Por Fernando Destephen
Portada generada con IA
—¡Puta, perdí mi dragón! —exclamó el niño de pijama a cuadros.
Se acostó sin cenar, se bañó sin ganas, atrasó el sueño en espera del dragón. Nadie sabía qué era lo que esperaba sentado, en la orilla de la cama, dubitativo, razonando las sinrazones de la pérdida de un dragón en estos tiempos; la filosofía existencial en un niño, la irresponsabilidad social que implicaba el descuido de no haberlo amarrado a la pata de la cama. ¿Y si tiene hambre? ¿O frío?
La luz del baño aleteaba, suspiraba. La ventana también lo hacía, exhalaba la cortina, se respiraba angustia en la pequeña habitación de medidas inconclusas. Abajo, los padres, los adultos, ignoraban el dolor encarnado en el espíritu del niño que negaba su nombre, que se creía indigno de poseer cosa alguna por el inmenso descuido de olvidar asegurar al dragón. Sus padres solo se preguntaban en silencio, solo con las miradas: ¿por qué el niño no había comido su cena? Que por alguna extraña razón seguía ahí, la grasa de la carne se secaba en los garbanzos condimentados, los vegetales verdes se ensombrecían sin moscas, la comida esperaba muda. Y comenzó la hora del café; las tazas rebosan de la bebida oscura, amargo para él, dulce medio para ella, acompañado de unos panes almidonados de arroz dulce con pasas molidas y rellenos de jalea roja, digamos de mora…
Entre sorbo y masticada, se escapaban una serie de suspiros encriptados.
En el piso de arriba, el pequeño continuaba su disertación mecánica, las preguntas típicas, naturales en un hombre adulto, y en él, lleno de esa adultez tan singular: ¿por qué? ¿Cómo? ¿En qué momento?
Calculaba los hechos, las consecuencias, las causalidades; medía y mediaba con sus pequeños miedos; una teoría salía, otra entraba; el tiempo era el mismo, seguía su envejecimiento normal, su enrollamiento de caracol en proporción divina. Recalculaba su última plática y razonaba qué de malo había hecho para que huyera. Ya no era solo culpable de no atarlo a la primera pata a la derecha de su cama de juguete, ahora era una culpa entera: el dragón se había molestado con él… El miedo a perder algo nos acecha y nos modifica conductualmente, nos refleja inseguridades e hipótesis, funcionalidades, medidas de desahogo. Era interminable la forma de pensar exponencialmente, su espacio era esa orilla, con los pies desnudos colgando sin tocar el piso pulido y helado… Afuera la noche era otra, casi igual a la de ayer, o la de anteayer; lo que las diferenciaba era la falta del dragón.

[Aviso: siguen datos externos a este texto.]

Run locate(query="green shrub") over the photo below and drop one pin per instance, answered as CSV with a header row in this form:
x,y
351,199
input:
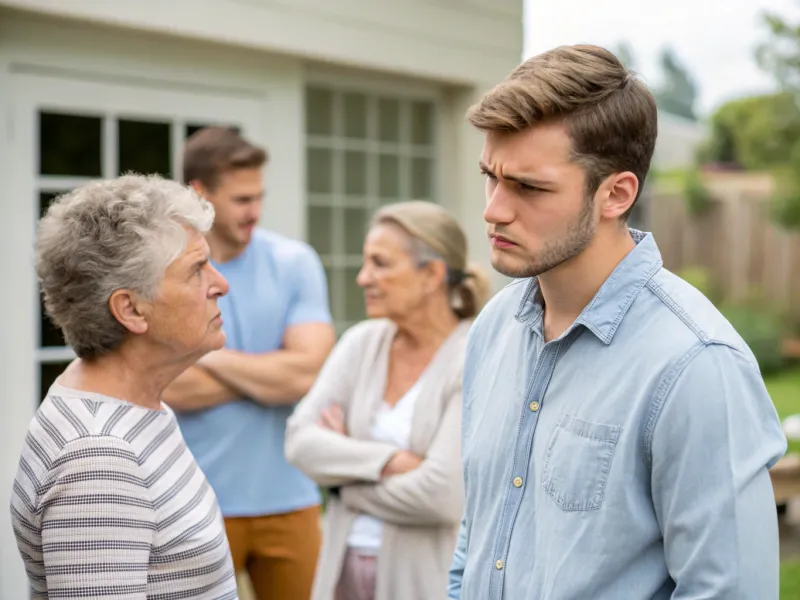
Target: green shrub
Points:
x,y
699,278
762,331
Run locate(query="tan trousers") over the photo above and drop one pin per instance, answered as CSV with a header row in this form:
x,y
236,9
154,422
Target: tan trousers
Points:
x,y
357,581
279,552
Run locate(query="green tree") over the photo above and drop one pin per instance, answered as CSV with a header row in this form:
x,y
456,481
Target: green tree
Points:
x,y
625,54
780,53
678,92
755,133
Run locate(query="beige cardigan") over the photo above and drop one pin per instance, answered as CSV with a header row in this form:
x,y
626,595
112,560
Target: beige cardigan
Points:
x,y
421,509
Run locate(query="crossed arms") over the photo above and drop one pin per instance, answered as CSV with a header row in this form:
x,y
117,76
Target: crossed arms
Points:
x,y
272,378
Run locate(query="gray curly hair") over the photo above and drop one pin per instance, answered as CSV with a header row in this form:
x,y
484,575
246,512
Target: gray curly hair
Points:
x,y
107,235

No estaba, y los pies del niño colgaban guindando de la cama, parecían proyectar el ahorcamiento de unas sombras secas, sus ojos idos en esa nada que nos deja absortos en un punto imaginario y nos pasma en un mismo lugar de pensamiento, análisis, recogiendo la cosecha mental.
El dilema seguía, modelando teorías. La noche enfriaba su oscuro cuerpo y la luz encerrada en un bombillo blanco enroscado en sí mismo palpitaba, mientras una mariposa negra hipnotizada giraba alrededor de sus invisibles manos de neón enjauladas. El lavabo goteaba como si tuviera gripe, los colores blancos del baño dormían, el reloj se movía lento, abajo los ratones buscaban las migajas de los panes rellenos, las fotos de las repisas seguían su coma habitual, los padres se habían encerrado en su ritual de padres, el niño había logrado acomodar los pies y había vuelto a su estado fetal primario, pero carente de líquido amniótico, sustituido por un par de sábanas de colores y almohadas con estampados de caricaturas en blanco y negro.
Sin darse cuenta entró en un ciclo REM profundo, y no escuchó cuando el dragón regresó y tumbó su cepillo dental al suelo callado del cuarto de baño, ni olió el sucio perfume de cabaret mezclado con el humo del tabaco, el aliento a arsénico y azufre mezclado con whisky barato sin hielo, ni vio los torpes pasos a secas que dio antes de acomodarse la cadena al cuello y regresar a hacer marcas en la pata de la cama, que se reseteó hasta el día o la noche de su próxima salida.